Pittsburgh Penguins Head Coach Mike Sullivan is not thrilled with the controversy surrounding his team's decision to visit the White House in celebration of their Stanley Cup victory. The Penguins, who also visited the White House when they won the Stanley Cup during the George H.W. Bush and Barack Obama eras, issued a statement saying that they are still planning on visiting to celebrate their 2017 victory, saying that they respected the office of the presidency. In response to this, many people, including former players, have criticized the team's decision and accused them of supporting the Trump administration.
Sullivan has had it with these allegations, and said that the team has taken no political stances whatsoever. He said his team "have chosen not to use this platform to take a stance," despite claims of the contrary.
“There appears to be a perception out there that because our organization has made a decision to accept the invitation to the White House that we have taken a stance on the issue, when the reality is it’s just the opposite,” Sullivan said. “We haven’t take any stance. The Penguins as an organization and our players have chosen not to use this platform to take a stance. There appears to be a perception that we have. It’s wrong.”
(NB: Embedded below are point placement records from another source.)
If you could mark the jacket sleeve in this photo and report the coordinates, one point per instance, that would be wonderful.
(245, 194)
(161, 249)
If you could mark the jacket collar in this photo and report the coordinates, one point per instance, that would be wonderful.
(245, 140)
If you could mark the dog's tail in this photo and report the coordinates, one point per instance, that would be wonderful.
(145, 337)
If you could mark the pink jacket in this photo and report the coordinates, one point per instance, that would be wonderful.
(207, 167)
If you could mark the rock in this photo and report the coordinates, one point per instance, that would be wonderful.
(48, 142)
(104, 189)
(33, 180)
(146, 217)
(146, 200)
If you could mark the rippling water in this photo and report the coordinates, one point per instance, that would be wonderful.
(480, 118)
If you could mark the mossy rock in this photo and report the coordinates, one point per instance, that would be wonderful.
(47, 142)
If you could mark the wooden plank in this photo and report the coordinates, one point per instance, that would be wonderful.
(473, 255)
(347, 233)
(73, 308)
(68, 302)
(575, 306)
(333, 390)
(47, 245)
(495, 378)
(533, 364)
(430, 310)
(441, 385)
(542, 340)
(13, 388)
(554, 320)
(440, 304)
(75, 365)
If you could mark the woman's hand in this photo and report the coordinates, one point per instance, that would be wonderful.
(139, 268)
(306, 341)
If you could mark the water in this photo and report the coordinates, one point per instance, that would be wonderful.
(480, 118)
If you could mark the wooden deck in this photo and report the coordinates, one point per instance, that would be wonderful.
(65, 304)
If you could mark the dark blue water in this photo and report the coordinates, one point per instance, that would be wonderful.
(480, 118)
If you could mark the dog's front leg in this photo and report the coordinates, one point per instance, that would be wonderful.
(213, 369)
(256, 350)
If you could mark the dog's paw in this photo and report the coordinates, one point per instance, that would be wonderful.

Further, Sullivan defended Penguins Captain Sidney Crosby, who said that he considered being invited to the White House "an opportunity" and a "great honor" and that he planned on going. In response to this comment, Crosby, a native of Nova Scotia, has been called everything from a racist to a Trump supporter. Sullivan said that it was unfair that Crosby had been singled out and criticized for his opinion, and that he's a "good person."
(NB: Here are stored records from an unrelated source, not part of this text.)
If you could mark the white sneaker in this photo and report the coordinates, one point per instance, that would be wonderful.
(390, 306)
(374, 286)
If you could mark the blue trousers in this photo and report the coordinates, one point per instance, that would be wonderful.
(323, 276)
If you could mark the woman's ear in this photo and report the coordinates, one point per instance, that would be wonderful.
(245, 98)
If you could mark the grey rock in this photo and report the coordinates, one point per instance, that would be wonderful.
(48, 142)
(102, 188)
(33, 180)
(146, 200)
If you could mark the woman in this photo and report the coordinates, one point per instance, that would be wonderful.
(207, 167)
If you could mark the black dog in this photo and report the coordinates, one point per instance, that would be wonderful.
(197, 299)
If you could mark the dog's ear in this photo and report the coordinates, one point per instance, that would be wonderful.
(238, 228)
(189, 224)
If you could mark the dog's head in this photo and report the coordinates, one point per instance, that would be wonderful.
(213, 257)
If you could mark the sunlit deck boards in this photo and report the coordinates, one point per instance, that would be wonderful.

“Now that we’re on the subject,” Sullivan continued Wednesday, “the fact that people seem to think that ‘Sid’ needs to bear this burden of responsibility is unfair. This guy does nothing but come to the rink, help the Penguins win championships and be a good person every day. That’s how we see it.
“Having said that, we have respect for those that choose to express themselves differently. I wish we would receive the same respect in return. I wish our captain would as well.”
Interestingly enough, the Penguins owner is a Democratic donor who used to work for Bill Clinton.
I agree with Sullivan, and I also think it's not the best idea to question athletes about their stances on controversial issues. If the athlete in question wants to bring it up, that's fine, but let's be honest: there's probably nothing an athlete will say that will make everyone happy (See Matthews, Auston), and all this is going to do is make people mad, regardless of what they answer.
Sidney Crosby has been playing high level hockey since his early teen years, and even cut an advertisement for Reebok about how he basically had no normal life experiences due to how he's devoted his life to the sport. He's not going to be some kind of woke sage who knows how to delicately handle controversial issues. Ironically, Crosby probably didn't want to cause controversy like Bruins' goaltender Tim Thomas did in 2011 when he skipped the White House visit. He wants to play hockey. Let him. If he wants to wander into politics, let him--but for God's sake, don't make him.